Tromsø

Tromsø
🏘️ Town Urban Troms

Tromsø

480 minutes
Tromsø is the largest city in northern Norway, with around 77,000 people in the municipality and 43,000 in the city itself. It sits on the island of Tromsøya, connected to the mainland by a bridge and a tunnel, and to the large island of Kvaløya to the west by another bridge.

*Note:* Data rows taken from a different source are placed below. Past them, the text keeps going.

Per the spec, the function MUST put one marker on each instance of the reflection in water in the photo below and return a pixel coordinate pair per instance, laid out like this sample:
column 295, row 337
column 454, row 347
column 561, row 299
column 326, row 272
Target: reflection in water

The city calls itself the Gateway to the Arctic, and the name is earned. Tromsø holds more "world's northernmost" records than any other city: the northernmost university, the northernmost botanic garden, what used to be the northernmost brewery, and the northernmost cathedral, which is not actually a cathedral. For over a century, Arctic expeditions launched from here. Fridtjof Nansen returned here in 1896 after drifting across the Arctic Ocean on the Fram. Roald Amundsen bought the Gjøa here in 1901 before sailing the Northwest Passage. In 1926, Amundsen and Umberto Nobile flew the airship Norge from Tromsø to Alaska over the North Pole. Two years later, Amundsen flew from Tromsø to search for the crashed airship Italia. He never returned. His plane disappeared over the Barents Sea. Tromsø was the last place he was seen alive.

Today the city is home to UiT, the world's northernmost university, and is the city with the most Sámi residents in Norway. The sun does not rise from late November to mid-January, and does not set from mid-May to late July. Northern lights are visible on clear nights from September to April, and whale watching season runs from November to January near Skjervøy, about two hours north.

Tromsø has had a rough few years financially. The municipality ran a deficit of 271 million kroner in 2024 and risks being placed under state financial control. In 2025, a scandal erupted when the municipality used AI to write a 120-page school merger report, and it turned out that half the sources cited did not exist. A separate investigation found potentially illegal procurement worth over 200 million kroner. The city works despite all this, but it is not running smoothly.

The compact city centre is walkable. Storgata, the main pedestrian street, has shops, restaurants, and most of what you need. The nightlife is surprisingly good for a city this far north, driven partly by the 12,000 university students.